There is a deep relationship between travel and memory, an imaginative universe of senses and experiences that time slowly fades into rarefied and unreal memories, yet so profoundly important in individual formation.
The World When You Were My Age is a travel documentary film, sincere like few others: a diary of a journey that has already been, 50 years before.
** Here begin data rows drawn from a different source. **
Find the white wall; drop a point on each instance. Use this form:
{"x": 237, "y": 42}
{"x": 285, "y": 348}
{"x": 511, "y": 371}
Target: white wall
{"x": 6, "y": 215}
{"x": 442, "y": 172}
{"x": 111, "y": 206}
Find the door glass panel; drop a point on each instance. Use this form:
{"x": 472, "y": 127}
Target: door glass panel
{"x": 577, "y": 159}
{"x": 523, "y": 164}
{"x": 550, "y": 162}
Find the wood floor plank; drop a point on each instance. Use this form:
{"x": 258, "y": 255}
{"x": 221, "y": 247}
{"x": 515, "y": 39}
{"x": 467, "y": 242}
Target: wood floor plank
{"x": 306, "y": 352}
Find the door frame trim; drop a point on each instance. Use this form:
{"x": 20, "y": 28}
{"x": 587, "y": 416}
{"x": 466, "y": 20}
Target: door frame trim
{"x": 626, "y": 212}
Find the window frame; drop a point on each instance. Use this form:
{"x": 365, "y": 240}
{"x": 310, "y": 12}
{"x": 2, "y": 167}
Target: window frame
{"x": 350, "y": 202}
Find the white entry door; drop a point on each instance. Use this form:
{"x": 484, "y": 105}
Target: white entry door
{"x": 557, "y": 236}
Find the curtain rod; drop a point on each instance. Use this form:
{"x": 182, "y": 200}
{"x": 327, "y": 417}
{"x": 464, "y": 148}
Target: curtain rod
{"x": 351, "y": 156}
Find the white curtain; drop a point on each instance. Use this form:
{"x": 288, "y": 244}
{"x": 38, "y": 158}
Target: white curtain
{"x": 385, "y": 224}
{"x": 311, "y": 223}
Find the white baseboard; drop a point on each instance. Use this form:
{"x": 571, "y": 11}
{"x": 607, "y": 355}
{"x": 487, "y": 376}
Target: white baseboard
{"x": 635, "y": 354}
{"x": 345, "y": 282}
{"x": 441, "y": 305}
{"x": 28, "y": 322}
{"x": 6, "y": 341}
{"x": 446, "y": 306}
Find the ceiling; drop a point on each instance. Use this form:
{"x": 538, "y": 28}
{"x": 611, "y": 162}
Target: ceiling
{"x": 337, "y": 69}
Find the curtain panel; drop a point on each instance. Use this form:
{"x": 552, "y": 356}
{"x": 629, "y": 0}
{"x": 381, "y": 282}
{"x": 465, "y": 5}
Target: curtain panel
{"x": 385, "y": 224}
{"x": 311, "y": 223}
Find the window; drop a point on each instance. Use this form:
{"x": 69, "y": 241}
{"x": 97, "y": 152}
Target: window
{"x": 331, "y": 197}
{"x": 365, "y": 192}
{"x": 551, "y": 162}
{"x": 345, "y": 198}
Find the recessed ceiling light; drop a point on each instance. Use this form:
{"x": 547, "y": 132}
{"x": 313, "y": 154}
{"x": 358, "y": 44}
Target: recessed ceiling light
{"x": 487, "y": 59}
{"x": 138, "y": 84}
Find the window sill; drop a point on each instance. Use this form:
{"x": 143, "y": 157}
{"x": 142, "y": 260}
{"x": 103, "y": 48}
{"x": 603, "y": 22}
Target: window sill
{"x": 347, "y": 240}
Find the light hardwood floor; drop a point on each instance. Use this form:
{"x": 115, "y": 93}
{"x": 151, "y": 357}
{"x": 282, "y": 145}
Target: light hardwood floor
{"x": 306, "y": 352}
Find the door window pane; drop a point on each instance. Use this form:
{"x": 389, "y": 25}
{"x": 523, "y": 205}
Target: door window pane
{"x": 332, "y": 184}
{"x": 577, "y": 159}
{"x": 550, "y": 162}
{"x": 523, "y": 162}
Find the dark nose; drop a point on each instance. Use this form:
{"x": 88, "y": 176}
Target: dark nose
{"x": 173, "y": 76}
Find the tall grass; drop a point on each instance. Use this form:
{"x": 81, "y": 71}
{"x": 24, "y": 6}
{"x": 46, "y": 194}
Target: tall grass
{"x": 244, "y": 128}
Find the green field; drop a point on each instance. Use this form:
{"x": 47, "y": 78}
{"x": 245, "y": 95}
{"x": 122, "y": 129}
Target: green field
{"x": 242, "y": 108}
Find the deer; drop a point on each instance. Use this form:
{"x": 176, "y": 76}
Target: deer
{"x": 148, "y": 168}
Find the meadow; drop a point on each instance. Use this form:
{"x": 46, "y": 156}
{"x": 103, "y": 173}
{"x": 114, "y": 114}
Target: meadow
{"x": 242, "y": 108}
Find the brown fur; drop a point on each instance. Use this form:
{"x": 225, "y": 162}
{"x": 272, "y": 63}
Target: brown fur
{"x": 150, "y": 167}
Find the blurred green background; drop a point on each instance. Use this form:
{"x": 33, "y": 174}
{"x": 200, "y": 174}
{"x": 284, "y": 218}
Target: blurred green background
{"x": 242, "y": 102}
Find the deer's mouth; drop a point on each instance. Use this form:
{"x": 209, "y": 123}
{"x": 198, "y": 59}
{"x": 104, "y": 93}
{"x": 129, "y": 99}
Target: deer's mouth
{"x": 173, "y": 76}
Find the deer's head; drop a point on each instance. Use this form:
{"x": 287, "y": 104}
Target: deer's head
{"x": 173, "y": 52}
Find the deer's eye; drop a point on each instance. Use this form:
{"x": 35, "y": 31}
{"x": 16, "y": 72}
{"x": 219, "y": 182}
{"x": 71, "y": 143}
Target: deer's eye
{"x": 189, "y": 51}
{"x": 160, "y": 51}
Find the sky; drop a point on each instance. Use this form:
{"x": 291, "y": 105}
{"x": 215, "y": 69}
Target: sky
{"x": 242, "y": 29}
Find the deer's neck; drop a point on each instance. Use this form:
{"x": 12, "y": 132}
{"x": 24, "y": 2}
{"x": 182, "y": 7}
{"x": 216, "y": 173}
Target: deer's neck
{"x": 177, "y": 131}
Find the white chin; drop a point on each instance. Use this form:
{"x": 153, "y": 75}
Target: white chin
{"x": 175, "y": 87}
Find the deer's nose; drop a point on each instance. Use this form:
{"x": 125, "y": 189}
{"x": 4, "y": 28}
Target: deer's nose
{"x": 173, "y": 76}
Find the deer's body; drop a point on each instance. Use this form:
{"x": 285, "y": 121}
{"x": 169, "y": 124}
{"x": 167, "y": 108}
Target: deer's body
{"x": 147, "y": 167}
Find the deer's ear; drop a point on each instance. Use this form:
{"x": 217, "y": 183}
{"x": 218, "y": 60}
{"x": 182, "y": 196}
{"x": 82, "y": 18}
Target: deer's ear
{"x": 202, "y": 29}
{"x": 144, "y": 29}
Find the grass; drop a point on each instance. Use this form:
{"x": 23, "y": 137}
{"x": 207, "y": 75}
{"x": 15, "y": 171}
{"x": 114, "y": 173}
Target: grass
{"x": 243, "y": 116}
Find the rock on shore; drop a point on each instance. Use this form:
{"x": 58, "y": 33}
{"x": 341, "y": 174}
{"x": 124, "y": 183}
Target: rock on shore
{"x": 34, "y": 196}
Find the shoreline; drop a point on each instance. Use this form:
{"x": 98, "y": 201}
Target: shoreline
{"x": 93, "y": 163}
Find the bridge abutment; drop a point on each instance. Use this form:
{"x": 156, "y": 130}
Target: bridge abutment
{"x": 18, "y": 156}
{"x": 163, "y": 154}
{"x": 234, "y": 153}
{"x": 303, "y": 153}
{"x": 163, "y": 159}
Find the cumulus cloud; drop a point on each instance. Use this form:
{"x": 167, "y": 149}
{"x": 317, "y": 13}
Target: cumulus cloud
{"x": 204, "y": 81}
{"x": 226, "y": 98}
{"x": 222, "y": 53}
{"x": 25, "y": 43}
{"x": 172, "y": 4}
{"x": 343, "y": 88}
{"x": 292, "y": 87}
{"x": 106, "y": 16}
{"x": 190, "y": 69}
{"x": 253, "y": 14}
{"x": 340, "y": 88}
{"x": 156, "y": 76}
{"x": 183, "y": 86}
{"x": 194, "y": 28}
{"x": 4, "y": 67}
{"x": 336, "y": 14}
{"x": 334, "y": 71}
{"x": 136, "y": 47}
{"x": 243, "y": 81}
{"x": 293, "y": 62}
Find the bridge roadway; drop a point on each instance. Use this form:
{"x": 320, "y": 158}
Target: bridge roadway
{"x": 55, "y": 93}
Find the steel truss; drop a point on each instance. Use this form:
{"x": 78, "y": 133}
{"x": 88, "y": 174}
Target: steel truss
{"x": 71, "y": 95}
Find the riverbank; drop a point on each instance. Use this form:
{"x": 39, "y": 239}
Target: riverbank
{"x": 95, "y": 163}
Told by the almost 80-year-old Jiro, through a father-daughter dialogue (the director Aya Koretzky), in which photos, memorabilia, and the old diary of that journey that from August 1970 until July 1971 changed the Jiro’s life.
Through Russia, Europe, North Africa and the United States, with a significant period along the “south”: southern Europe and Mediterranean area between Portugal, Italy, Greece, Spain, Morocco, Tunisia, Ex-Yugoslavia, Turkey and Syria.
A document without any self-celebratory appeal, which through the artifice of memory reveals with tenderness and extreme delicacy all the formative and cultural power of travel, in terms of emancipation, growth, individual and global awareness: feel the planet to understand yourself, and your garden.
A cross-section of the 70s, intimate, detached from historicist instances, before the advent of tourism 2.0. A cross-section also, from our point of view, of our European culture linked to that of the Mediterranean, seen through the eyes of a young Japanese 30-year-old, in the year of the clamorous death of Yukio Mishima.